TransiFlow is a Python package that implements several standard test cases in computational fluid dynamics using the finite volume method. We provide an interface to compute a right-hand side, Jacobian matrix, and mass matrix for these problems, which allows us to perform time integration, or a continuation to compute a bifurcation diagram for the problem at hand.
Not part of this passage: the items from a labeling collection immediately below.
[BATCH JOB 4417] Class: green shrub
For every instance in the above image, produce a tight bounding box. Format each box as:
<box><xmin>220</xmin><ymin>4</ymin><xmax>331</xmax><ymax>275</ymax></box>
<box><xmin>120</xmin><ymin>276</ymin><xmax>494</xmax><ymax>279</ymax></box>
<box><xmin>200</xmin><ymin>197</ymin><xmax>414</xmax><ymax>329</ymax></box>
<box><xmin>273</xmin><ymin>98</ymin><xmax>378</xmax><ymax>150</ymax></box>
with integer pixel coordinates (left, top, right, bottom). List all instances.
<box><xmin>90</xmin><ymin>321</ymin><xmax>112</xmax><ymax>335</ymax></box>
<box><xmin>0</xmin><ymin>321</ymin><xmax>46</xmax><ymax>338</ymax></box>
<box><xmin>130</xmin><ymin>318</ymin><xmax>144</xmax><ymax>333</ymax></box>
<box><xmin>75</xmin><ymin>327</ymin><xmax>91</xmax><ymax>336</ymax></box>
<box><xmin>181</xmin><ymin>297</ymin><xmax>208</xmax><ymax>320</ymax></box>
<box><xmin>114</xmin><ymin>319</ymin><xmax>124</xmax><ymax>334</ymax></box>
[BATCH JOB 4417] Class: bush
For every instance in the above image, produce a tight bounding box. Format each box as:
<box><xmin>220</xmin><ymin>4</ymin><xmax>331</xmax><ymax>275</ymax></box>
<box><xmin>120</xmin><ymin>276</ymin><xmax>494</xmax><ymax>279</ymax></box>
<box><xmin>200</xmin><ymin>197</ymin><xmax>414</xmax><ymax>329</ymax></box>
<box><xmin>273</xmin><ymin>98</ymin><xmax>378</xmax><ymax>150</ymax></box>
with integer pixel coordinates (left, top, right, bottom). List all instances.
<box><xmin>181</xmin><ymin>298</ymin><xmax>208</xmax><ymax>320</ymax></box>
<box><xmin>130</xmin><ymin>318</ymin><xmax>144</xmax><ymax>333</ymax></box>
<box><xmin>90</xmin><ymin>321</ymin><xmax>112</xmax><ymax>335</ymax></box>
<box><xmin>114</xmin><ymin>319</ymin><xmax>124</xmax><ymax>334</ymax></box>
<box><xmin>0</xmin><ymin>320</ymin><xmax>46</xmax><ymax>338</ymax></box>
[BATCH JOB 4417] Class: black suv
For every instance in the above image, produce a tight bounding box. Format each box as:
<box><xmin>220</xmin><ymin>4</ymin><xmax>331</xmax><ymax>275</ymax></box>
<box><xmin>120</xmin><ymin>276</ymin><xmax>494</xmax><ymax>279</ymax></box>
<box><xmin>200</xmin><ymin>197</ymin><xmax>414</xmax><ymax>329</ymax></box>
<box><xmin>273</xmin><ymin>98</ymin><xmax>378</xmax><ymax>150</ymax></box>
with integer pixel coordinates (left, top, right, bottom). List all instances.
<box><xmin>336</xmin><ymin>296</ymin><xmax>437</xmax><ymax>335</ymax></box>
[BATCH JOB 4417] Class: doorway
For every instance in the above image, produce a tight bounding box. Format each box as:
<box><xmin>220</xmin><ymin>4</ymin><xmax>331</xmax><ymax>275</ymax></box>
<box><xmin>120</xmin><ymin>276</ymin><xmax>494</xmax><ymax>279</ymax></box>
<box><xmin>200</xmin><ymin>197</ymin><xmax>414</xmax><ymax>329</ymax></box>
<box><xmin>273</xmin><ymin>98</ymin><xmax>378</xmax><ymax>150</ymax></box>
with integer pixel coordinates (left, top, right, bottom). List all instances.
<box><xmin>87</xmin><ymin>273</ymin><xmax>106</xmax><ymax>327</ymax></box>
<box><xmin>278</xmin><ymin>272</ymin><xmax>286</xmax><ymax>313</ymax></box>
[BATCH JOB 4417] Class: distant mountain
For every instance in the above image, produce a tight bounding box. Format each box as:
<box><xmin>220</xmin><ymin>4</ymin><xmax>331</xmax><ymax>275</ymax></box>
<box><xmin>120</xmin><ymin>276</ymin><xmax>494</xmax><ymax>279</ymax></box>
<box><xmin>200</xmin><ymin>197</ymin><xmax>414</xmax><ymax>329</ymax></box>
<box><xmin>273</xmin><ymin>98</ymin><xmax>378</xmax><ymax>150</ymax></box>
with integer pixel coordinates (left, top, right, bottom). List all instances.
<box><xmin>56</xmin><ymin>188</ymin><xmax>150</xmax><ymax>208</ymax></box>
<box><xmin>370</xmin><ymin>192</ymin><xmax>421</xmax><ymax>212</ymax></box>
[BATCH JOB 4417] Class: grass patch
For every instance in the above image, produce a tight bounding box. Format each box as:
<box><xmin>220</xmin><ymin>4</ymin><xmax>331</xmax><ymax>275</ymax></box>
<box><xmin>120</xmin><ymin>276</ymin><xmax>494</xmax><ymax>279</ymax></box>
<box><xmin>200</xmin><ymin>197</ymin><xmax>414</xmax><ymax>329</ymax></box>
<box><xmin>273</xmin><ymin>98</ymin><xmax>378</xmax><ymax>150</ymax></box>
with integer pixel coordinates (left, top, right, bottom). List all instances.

We provide a pseudo-arclength continuation method with adaptive arclength step size. Given a continuation parameters and a target value, the continuation can be called as follows
# Define the problem
parameters = {'Reynolds Number': 0, 'Problem Type': 'Lid-driven cavity'}
interface = Interface(parameters, nx, ny, nz)
# Instantiate the continuation
continuation = Continuation(interface)
# Compute an initial guess
x0 = interface.vector()
x0 = continuation.newton(x0)
# Perform the continuation. x will be the state at the target Reynolds number.
x, mu = continuation.continuation(x0, 'Reynolds Number', start, target, ds)
For the computation of eigenvalues, which can be used for the detection of bifurcation points, we provide an interface to JaDaPy.
JaDaPy has to be installed or included in the PYTHONPATH
to use it.
An example of how to perform a continuation and compute eigenvalues can be found in examples/ldc.py
.
TransiFlow is best installed in a virtual environment. We state the most common steps for creating and using a virtual environment here. Refer to the documentation for more details.
To create a virtual environment run
python3 -m venv /path/to/new/virtual/environment
and to activate the virtual environment, run
source /path/to/new/virtual/environment/bin/activate
After this, we can upgrade pip and install TransiFlow in editable mode from the transiflow source directory.
pip install --upgrade pip
pip install -e .
This will also install all of the dependencies. The same can be done for JaDaPy in the same virtual environment.
Now one should be able to run an example.
python examples/ldc.py
If the example fails with
ldc.py:64: UserWarning: Matplotlib is currently using agg, which is a non-GUI backend, so cannot show the figure.
plt.show()
this means that tkinter is not available.
You can either just save the image to the disk, or install e.g. python3-tk
or python3-matplotlib
on Debian-based Linux distributions.